PHP programming forum. Ask questions or help people concerning PHP code. Don't understand a function? Need help implementing a class? Don't understand a class? Here is where to ask. Remember to do your homework!
No matter what I input I am always getting authed...
To my understanding my query statement checks to see if there is a matching username and password in the same row and if there isnt the script is exited... (stopped on that line)..
mysql_query always returns a value, it doesn't return any results. So try:
$result = @mysql_query("SELECT * FROM user WHERE email='$email' && password='$password'") or die(mysql_error());
if(!mysql_num_rows($result)){
die('Invalid username and/or password');
}
Yeah, die() is just like exit() but you can specify a message.
Not sure why it's not working, but just to be sure it's not a stray authed session from a previous attempt you should close the browser and retry it.
Depends, a header can go anywhere before output is sent, that could be at the bottom of a script if you want.
If you're going to do a header("Location: foo.php"); then there's no reason to have output before it, so it can go anywhere (before output).
<?php
<? session_start();
include('inc/connect.php');
?> <link href="inc/css.css" rel="stylesheet" type="text/css"> <?
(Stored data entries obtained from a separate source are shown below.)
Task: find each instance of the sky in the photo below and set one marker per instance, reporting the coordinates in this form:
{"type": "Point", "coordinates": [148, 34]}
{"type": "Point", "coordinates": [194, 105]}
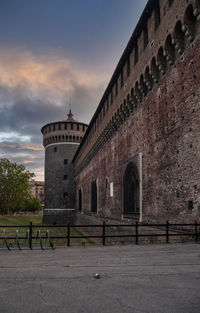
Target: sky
{"type": "Point", "coordinates": [52, 50]}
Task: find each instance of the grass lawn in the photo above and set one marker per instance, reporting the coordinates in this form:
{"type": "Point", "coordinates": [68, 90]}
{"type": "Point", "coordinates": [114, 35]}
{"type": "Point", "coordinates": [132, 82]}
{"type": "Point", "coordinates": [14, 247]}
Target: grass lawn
{"type": "Point", "coordinates": [19, 220]}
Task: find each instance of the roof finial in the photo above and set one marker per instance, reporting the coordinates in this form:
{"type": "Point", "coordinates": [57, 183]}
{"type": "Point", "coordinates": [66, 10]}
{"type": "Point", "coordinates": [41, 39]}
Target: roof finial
{"type": "Point", "coordinates": [70, 104]}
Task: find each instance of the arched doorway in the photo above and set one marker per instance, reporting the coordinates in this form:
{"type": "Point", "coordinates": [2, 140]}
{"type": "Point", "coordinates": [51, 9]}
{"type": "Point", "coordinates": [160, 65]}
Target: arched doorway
{"type": "Point", "coordinates": [131, 191]}
{"type": "Point", "coordinates": [94, 196]}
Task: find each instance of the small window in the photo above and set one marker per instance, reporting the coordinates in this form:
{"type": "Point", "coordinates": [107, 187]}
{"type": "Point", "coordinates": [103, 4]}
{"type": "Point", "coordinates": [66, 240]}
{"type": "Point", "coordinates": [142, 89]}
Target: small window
{"type": "Point", "coordinates": [65, 161]}
{"type": "Point", "coordinates": [136, 54]}
{"type": "Point", "coordinates": [145, 36]}
{"type": "Point", "coordinates": [122, 79]}
{"type": "Point", "coordinates": [65, 194]}
{"type": "Point", "coordinates": [157, 13]}
{"type": "Point", "coordinates": [107, 104]}
{"type": "Point", "coordinates": [128, 66]}
{"type": "Point", "coordinates": [116, 89]}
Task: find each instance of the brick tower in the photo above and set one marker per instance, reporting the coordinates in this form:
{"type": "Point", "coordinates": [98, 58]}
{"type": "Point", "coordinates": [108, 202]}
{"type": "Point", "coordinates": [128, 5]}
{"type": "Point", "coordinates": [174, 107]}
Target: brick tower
{"type": "Point", "coordinates": [61, 140]}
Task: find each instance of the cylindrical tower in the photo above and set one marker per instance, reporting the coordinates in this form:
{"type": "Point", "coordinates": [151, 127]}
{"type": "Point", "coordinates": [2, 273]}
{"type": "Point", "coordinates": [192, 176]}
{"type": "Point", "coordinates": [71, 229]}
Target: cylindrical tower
{"type": "Point", "coordinates": [61, 140]}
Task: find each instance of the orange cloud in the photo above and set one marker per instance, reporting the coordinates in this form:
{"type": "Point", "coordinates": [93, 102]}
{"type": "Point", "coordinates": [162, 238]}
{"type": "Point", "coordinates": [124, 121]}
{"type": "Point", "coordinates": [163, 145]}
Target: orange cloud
{"type": "Point", "coordinates": [54, 75]}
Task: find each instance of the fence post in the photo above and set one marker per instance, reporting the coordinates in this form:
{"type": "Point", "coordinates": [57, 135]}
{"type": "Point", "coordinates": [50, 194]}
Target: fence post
{"type": "Point", "coordinates": [30, 235]}
{"type": "Point", "coordinates": [196, 231]}
{"type": "Point", "coordinates": [68, 235]}
{"type": "Point", "coordinates": [104, 233]}
{"type": "Point", "coordinates": [167, 232]}
{"type": "Point", "coordinates": [136, 232]}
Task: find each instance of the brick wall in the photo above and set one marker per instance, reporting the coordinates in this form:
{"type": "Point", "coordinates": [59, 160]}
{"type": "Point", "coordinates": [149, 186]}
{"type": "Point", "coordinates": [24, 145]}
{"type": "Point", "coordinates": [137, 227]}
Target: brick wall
{"type": "Point", "coordinates": [162, 126]}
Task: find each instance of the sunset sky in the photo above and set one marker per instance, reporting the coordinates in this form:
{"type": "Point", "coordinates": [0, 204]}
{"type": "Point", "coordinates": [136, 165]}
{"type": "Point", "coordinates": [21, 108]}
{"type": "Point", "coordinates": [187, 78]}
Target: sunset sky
{"type": "Point", "coordinates": [51, 50]}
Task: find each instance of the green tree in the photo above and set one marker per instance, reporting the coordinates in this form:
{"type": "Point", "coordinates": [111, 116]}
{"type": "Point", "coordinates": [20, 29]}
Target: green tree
{"type": "Point", "coordinates": [32, 204]}
{"type": "Point", "coordinates": [14, 185]}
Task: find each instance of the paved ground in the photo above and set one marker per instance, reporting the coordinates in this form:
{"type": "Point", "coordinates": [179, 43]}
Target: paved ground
{"type": "Point", "coordinates": [135, 279]}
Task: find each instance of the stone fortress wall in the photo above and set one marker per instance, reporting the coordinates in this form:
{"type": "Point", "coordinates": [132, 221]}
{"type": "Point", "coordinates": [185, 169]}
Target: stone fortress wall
{"type": "Point", "coordinates": [142, 145]}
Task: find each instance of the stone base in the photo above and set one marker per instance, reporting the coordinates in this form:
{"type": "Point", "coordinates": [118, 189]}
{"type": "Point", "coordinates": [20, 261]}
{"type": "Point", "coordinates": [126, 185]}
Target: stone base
{"type": "Point", "coordinates": [59, 216]}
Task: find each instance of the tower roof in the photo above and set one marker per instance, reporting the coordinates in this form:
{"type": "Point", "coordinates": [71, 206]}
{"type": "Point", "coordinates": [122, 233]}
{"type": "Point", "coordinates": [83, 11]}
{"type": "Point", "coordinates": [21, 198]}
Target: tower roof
{"type": "Point", "coordinates": [70, 117]}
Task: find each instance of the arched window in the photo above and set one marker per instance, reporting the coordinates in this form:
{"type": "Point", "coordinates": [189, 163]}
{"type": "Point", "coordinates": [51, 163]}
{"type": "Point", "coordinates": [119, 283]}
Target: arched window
{"type": "Point", "coordinates": [80, 200]}
{"type": "Point", "coordinates": [157, 13]}
{"type": "Point", "coordinates": [169, 52]}
{"type": "Point", "coordinates": [135, 53]}
{"type": "Point", "coordinates": [131, 190]}
{"type": "Point", "coordinates": [179, 38]}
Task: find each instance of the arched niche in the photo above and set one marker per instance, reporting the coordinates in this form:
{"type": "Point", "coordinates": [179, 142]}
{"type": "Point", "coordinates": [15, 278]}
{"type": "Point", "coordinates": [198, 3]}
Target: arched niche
{"type": "Point", "coordinates": [178, 38]}
{"type": "Point", "coordinates": [154, 71]}
{"type": "Point", "coordinates": [131, 191]}
{"type": "Point", "coordinates": [169, 51]}
{"type": "Point", "coordinates": [161, 61]}
{"type": "Point", "coordinates": [148, 79]}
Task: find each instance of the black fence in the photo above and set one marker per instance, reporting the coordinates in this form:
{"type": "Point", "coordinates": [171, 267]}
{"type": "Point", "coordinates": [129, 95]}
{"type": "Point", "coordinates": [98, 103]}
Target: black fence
{"type": "Point", "coordinates": [101, 232]}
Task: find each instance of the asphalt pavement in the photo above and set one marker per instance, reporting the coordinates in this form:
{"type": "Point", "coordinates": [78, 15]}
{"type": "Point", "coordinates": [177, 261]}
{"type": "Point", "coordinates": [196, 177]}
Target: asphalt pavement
{"type": "Point", "coordinates": [110, 279]}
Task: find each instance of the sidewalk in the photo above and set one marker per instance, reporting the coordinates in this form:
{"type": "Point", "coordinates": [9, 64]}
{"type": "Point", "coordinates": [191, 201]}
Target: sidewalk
{"type": "Point", "coordinates": [133, 279]}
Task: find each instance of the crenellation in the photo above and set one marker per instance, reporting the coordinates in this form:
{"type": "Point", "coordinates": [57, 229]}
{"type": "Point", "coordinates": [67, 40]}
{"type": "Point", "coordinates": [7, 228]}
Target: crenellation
{"type": "Point", "coordinates": [149, 120]}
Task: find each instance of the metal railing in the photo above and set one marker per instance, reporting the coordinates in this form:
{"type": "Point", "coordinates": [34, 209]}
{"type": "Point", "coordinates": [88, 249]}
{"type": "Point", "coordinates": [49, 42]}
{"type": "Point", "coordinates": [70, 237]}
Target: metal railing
{"type": "Point", "coordinates": [101, 232]}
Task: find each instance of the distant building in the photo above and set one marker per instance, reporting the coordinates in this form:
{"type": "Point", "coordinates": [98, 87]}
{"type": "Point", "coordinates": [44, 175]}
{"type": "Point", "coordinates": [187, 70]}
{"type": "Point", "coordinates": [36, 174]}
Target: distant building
{"type": "Point", "coordinates": [37, 190]}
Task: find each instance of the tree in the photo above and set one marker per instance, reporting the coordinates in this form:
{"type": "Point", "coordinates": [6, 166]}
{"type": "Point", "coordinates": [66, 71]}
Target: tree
{"type": "Point", "coordinates": [14, 185]}
{"type": "Point", "coordinates": [32, 204]}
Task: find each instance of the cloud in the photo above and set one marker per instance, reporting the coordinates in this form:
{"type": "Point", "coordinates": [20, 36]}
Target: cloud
{"type": "Point", "coordinates": [35, 90]}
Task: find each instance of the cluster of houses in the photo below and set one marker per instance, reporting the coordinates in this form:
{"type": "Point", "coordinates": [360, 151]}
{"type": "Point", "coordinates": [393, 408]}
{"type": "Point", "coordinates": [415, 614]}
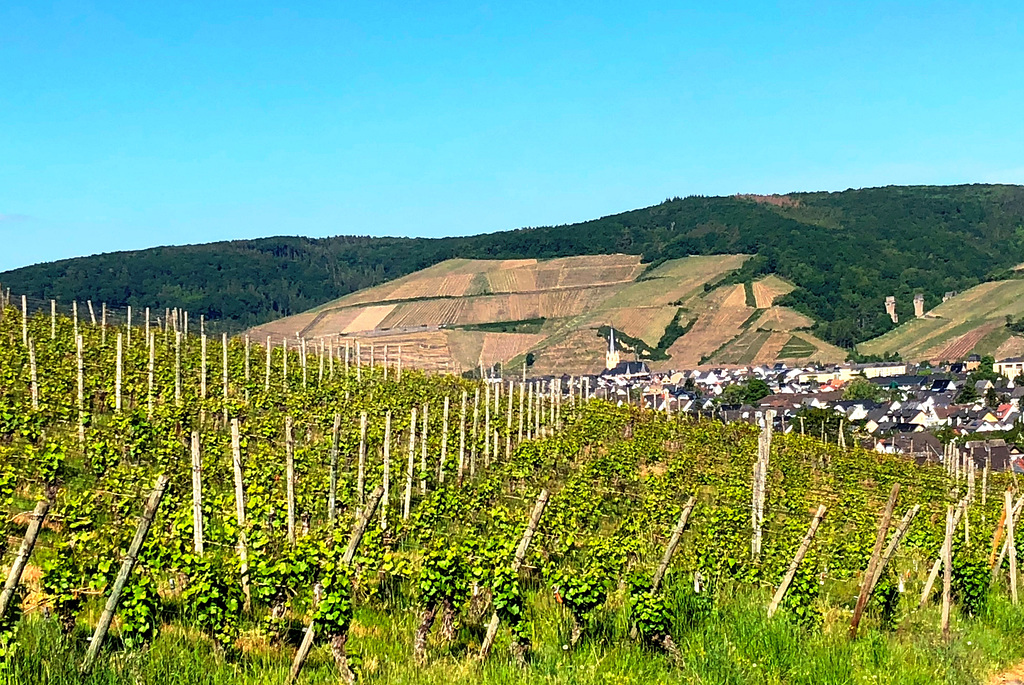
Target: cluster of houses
{"type": "Point", "coordinates": [909, 402]}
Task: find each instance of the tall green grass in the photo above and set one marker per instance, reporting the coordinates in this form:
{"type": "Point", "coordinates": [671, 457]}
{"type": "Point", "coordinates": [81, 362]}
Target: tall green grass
{"type": "Point", "coordinates": [724, 640]}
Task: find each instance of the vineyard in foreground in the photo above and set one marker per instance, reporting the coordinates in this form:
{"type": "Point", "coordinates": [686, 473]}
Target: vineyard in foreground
{"type": "Point", "coordinates": [211, 514]}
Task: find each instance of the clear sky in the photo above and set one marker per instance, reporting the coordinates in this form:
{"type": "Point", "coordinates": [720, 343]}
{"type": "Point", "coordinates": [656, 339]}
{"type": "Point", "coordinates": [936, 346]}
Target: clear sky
{"type": "Point", "coordinates": [128, 125]}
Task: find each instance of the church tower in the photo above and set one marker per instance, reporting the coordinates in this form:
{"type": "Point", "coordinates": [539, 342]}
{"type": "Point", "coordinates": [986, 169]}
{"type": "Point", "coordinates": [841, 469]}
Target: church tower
{"type": "Point", "coordinates": [611, 356]}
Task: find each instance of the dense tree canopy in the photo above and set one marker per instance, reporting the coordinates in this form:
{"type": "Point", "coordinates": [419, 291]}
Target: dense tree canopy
{"type": "Point", "coordinates": [844, 251]}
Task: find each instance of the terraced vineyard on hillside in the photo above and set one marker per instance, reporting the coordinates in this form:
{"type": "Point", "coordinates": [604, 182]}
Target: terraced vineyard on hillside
{"type": "Point", "coordinates": [459, 304]}
{"type": "Point", "coordinates": [973, 320]}
{"type": "Point", "coordinates": [174, 510]}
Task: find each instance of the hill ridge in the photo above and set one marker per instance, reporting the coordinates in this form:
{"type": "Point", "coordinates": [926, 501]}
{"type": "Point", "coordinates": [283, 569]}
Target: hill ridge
{"type": "Point", "coordinates": [843, 251]}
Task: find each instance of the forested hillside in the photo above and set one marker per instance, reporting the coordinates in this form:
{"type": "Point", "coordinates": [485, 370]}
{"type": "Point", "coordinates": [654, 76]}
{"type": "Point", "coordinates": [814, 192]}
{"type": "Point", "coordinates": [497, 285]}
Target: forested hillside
{"type": "Point", "coordinates": [844, 251]}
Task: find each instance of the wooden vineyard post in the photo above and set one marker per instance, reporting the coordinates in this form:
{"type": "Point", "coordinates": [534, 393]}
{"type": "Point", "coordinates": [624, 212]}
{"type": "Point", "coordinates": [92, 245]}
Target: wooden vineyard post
{"type": "Point", "coordinates": [177, 369]}
{"type": "Point", "coordinates": [1003, 552]}
{"type": "Point", "coordinates": [25, 320]}
{"type": "Point", "coordinates": [148, 513]}
{"type": "Point", "coordinates": [387, 470]}
{"type": "Point", "coordinates": [408, 502]}
{"type": "Point", "coordinates": [332, 501]}
{"type": "Point", "coordinates": [947, 563]}
{"type": "Point", "coordinates": [248, 362]}
{"type": "Point", "coordinates": [1011, 546]}
{"type": "Point", "coordinates": [520, 554]}
{"type": "Point", "coordinates": [358, 362]}
{"type": "Point", "coordinates": [284, 364]}
{"type": "Point", "coordinates": [117, 375]}
{"type": "Point", "coordinates": [24, 553]}
{"type": "Point", "coordinates": [937, 566]}
{"type": "Point", "coordinates": [360, 467]}
{"type": "Point", "coordinates": [266, 374]}
{"type": "Point", "coordinates": [893, 544]}
{"type": "Point", "coordinates": [320, 357]}
{"type": "Point", "coordinates": [202, 367]}
{"type": "Point", "coordinates": [197, 496]}
{"type": "Point", "coordinates": [423, 452]}
{"type": "Point", "coordinates": [486, 426]}
{"type": "Point", "coordinates": [865, 587]}
{"type": "Point", "coordinates": [798, 558]}
{"type": "Point", "coordinates": [151, 376]}
{"type": "Point", "coordinates": [353, 544]}
{"type": "Point", "coordinates": [290, 477]}
{"type": "Point", "coordinates": [529, 411]}
{"type": "Point", "coordinates": [302, 358]}
{"type": "Point", "coordinates": [508, 422]}
{"type": "Point", "coordinates": [81, 389]}
{"type": "Point", "coordinates": [240, 514]}
{"type": "Point", "coordinates": [761, 483]}
{"type": "Point", "coordinates": [522, 395]}
{"type": "Point", "coordinates": [670, 550]}
{"type": "Point", "coordinates": [223, 373]}
{"type": "Point", "coordinates": [462, 436]}
{"type": "Point", "coordinates": [444, 432]}
{"type": "Point", "coordinates": [33, 376]}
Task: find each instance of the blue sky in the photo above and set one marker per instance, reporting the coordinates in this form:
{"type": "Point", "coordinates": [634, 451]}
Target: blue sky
{"type": "Point", "coordinates": [129, 125]}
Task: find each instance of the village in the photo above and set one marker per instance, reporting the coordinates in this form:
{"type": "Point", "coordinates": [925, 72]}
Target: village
{"type": "Point", "coordinates": [942, 414]}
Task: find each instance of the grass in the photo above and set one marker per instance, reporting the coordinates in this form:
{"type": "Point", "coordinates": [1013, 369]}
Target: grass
{"type": "Point", "coordinates": [523, 326]}
{"type": "Point", "coordinates": [797, 348]}
{"type": "Point", "coordinates": [729, 641]}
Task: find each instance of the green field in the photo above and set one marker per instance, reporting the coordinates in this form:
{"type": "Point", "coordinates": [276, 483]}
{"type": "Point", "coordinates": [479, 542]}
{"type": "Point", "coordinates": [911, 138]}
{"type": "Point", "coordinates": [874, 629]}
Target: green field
{"type": "Point", "coordinates": [797, 348]}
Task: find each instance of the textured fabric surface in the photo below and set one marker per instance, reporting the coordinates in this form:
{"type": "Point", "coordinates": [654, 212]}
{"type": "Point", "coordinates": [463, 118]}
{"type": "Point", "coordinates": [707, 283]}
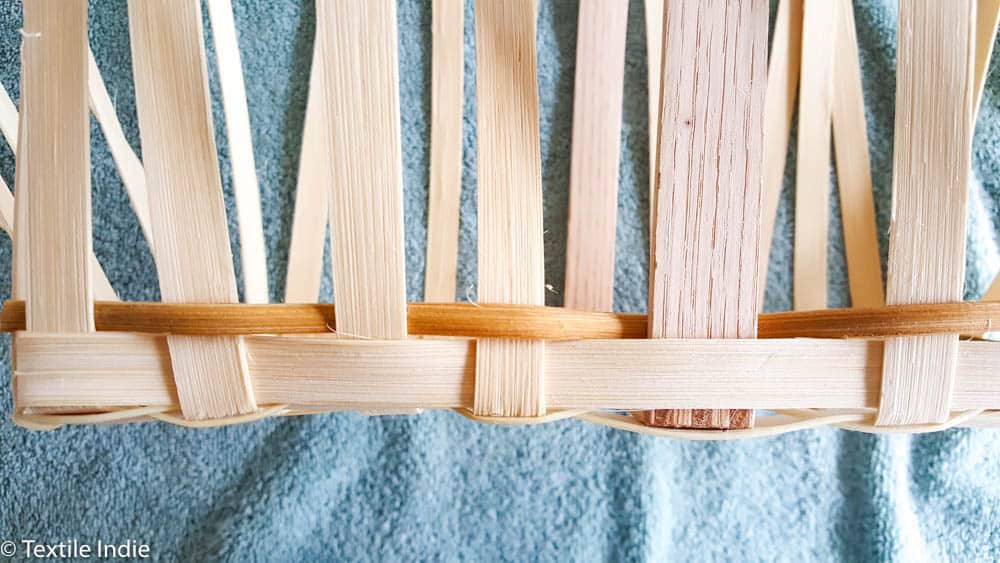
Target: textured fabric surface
{"type": "Point", "coordinates": [437, 486]}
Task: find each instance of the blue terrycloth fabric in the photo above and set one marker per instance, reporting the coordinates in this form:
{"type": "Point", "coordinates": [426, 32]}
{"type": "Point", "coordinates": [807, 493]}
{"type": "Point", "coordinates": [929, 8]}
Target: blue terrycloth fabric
{"type": "Point", "coordinates": [437, 486]}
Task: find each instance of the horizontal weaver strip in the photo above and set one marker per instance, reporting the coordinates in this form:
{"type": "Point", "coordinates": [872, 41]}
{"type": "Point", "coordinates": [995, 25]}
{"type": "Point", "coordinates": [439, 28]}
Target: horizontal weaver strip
{"type": "Point", "coordinates": [477, 320]}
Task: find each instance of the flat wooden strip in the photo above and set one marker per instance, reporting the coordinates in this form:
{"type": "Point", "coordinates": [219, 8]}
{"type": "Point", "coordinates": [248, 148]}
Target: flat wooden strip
{"type": "Point", "coordinates": [593, 180]}
{"type": "Point", "coordinates": [120, 370]}
{"type": "Point", "coordinates": [703, 282]}
{"type": "Point", "coordinates": [445, 186]}
{"type": "Point", "coordinates": [253, 250]}
{"type": "Point", "coordinates": [56, 161]}
{"type": "Point", "coordinates": [934, 97]}
{"type": "Point", "coordinates": [850, 143]}
{"type": "Point", "coordinates": [779, 108]}
{"type": "Point", "coordinates": [654, 65]}
{"type": "Point", "coordinates": [812, 172]}
{"type": "Point", "coordinates": [312, 192]}
{"type": "Point", "coordinates": [190, 237]}
{"type": "Point", "coordinates": [366, 200]}
{"type": "Point", "coordinates": [527, 322]}
{"type": "Point", "coordinates": [129, 168]}
{"type": "Point", "coordinates": [509, 374]}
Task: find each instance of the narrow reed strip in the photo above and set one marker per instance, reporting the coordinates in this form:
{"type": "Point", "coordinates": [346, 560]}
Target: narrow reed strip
{"type": "Point", "coordinates": [703, 266]}
{"type": "Point", "coordinates": [510, 374]}
{"type": "Point", "coordinates": [312, 192]}
{"type": "Point", "coordinates": [933, 137]}
{"type": "Point", "coordinates": [129, 167]}
{"type": "Point", "coordinates": [812, 172]}
{"type": "Point", "coordinates": [850, 143]}
{"type": "Point", "coordinates": [190, 238]}
{"type": "Point", "coordinates": [54, 188]}
{"type": "Point", "coordinates": [253, 251]}
{"type": "Point", "coordinates": [779, 109]}
{"type": "Point", "coordinates": [593, 177]}
{"type": "Point", "coordinates": [445, 179]}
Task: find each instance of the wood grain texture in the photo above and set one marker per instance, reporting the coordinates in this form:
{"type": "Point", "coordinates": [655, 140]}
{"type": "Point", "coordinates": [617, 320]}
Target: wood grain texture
{"type": "Point", "coordinates": [593, 177]}
{"type": "Point", "coordinates": [779, 109]}
{"type": "Point", "coordinates": [934, 98]}
{"type": "Point", "coordinates": [54, 187]}
{"type": "Point", "coordinates": [812, 168]}
{"type": "Point", "coordinates": [445, 182]}
{"type": "Point", "coordinates": [703, 279]}
{"type": "Point", "coordinates": [312, 192]}
{"type": "Point", "coordinates": [190, 238]}
{"type": "Point", "coordinates": [850, 144]}
{"type": "Point", "coordinates": [510, 377]}
{"type": "Point", "coordinates": [120, 370]}
{"type": "Point", "coordinates": [366, 197]}
{"type": "Point", "coordinates": [253, 250]}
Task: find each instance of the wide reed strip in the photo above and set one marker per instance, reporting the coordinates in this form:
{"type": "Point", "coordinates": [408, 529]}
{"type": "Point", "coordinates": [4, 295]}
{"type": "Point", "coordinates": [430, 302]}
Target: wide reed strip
{"type": "Point", "coordinates": [654, 65]}
{"type": "Point", "coordinates": [128, 164]}
{"type": "Point", "coordinates": [312, 191]}
{"type": "Point", "coordinates": [593, 177]}
{"type": "Point", "coordinates": [484, 320]}
{"type": "Point", "coordinates": [703, 279]}
{"type": "Point", "coordinates": [850, 143]}
{"type": "Point", "coordinates": [190, 238]}
{"type": "Point", "coordinates": [812, 172]}
{"type": "Point", "coordinates": [245, 190]}
{"type": "Point", "coordinates": [779, 109]}
{"type": "Point", "coordinates": [358, 50]}
{"type": "Point", "coordinates": [122, 370]}
{"type": "Point", "coordinates": [509, 373]}
{"type": "Point", "coordinates": [445, 185]}
{"type": "Point", "coordinates": [934, 96]}
{"type": "Point", "coordinates": [54, 185]}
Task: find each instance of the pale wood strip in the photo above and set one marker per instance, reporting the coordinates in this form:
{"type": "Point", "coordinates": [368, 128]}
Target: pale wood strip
{"type": "Point", "coordinates": [779, 108]}
{"type": "Point", "coordinates": [703, 279]}
{"type": "Point", "coordinates": [850, 143]}
{"type": "Point", "coordinates": [106, 369]}
{"type": "Point", "coordinates": [190, 237]}
{"type": "Point", "coordinates": [253, 257]}
{"type": "Point", "coordinates": [654, 65]}
{"type": "Point", "coordinates": [509, 373]}
{"type": "Point", "coordinates": [934, 95]}
{"type": "Point", "coordinates": [129, 168]}
{"type": "Point", "coordinates": [56, 167]}
{"type": "Point", "coordinates": [366, 200]}
{"type": "Point", "coordinates": [445, 186]}
{"type": "Point", "coordinates": [312, 192]}
{"type": "Point", "coordinates": [812, 172]}
{"type": "Point", "coordinates": [593, 177]}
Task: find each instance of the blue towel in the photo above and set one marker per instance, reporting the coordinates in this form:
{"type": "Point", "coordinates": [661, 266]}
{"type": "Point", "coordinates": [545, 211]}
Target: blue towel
{"type": "Point", "coordinates": [437, 486]}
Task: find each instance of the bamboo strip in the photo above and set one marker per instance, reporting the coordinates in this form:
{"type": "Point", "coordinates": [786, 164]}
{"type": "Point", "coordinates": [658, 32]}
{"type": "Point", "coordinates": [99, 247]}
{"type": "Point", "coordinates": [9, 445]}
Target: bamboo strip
{"type": "Point", "coordinates": [190, 238]}
{"type": "Point", "coordinates": [934, 95]}
{"type": "Point", "coordinates": [445, 181]}
{"type": "Point", "coordinates": [703, 279]}
{"type": "Point", "coordinates": [253, 257]}
{"type": "Point", "coordinates": [56, 168]}
{"type": "Point", "coordinates": [850, 143]}
{"type": "Point", "coordinates": [128, 164]}
{"type": "Point", "coordinates": [812, 172]}
{"type": "Point", "coordinates": [312, 192]}
{"type": "Point", "coordinates": [120, 370]}
{"type": "Point", "coordinates": [509, 373]}
{"type": "Point", "coordinates": [358, 49]}
{"type": "Point", "coordinates": [526, 322]}
{"type": "Point", "coordinates": [593, 180]}
{"type": "Point", "coordinates": [654, 65]}
{"type": "Point", "coordinates": [779, 109]}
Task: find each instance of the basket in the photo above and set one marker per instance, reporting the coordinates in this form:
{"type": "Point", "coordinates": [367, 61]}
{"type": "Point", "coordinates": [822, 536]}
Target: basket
{"type": "Point", "coordinates": [910, 356]}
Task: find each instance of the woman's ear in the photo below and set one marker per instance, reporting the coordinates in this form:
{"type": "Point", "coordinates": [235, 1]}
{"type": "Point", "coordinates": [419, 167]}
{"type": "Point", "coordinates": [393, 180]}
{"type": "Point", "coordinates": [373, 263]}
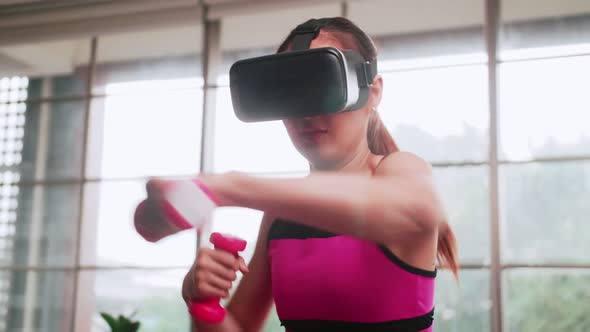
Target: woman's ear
{"type": "Point", "coordinates": [376, 92]}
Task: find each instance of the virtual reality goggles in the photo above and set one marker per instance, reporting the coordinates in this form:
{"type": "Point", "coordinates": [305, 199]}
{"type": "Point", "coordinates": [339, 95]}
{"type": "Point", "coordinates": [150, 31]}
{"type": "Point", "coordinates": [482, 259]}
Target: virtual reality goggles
{"type": "Point", "coordinates": [302, 82]}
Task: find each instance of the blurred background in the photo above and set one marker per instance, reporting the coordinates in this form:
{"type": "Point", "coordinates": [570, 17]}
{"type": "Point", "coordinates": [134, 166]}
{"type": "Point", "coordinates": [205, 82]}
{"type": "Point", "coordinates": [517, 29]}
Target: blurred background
{"type": "Point", "coordinates": [98, 95]}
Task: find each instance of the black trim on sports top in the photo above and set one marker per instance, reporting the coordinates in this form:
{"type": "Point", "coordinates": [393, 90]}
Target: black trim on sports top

if ($_SESSION['userlvl']=='admin')
{
header('Location: adminpanel.php');
}elseif ($_SESSION['userlvl']=='customer'){
header('Location: userpanel.php');
}
if ($_SESSION['auth'] != 'authed')
{
$login='1';
include ('form.php');
}
if (isset($_POST['submit']))
{
$email = $_POST['email'];
$password = $_POST['password'];
$result = @mysql_query("SELECT * FROM user WHERE email='$email' && password='$password'") or die(mysql_error());
if(!mysql_num_rows($result))
{
die('Invalid username and/or password');
}else{
$row = mysql_fetch_array($result);
$userlevel = $row['userlevel'];
$_SESSION['auth'] = 'authed';
$_SESSION['userlvl'] = $userlevel
}
} // line 37
?>
?>
This is what I'm ending up with but I'm getting unexpected } on line 37 but even if I remove it, add another or anything always getting that error... I'm boggled.
$_SESSION['userlvl'] = $userlevel <-- missing the ;
Also the <link href="inc/css.css" rel="stylesheet" type="text/css"> would be classed as output so the headers would fail. You should move that line down past the point where you no longer want to redirect.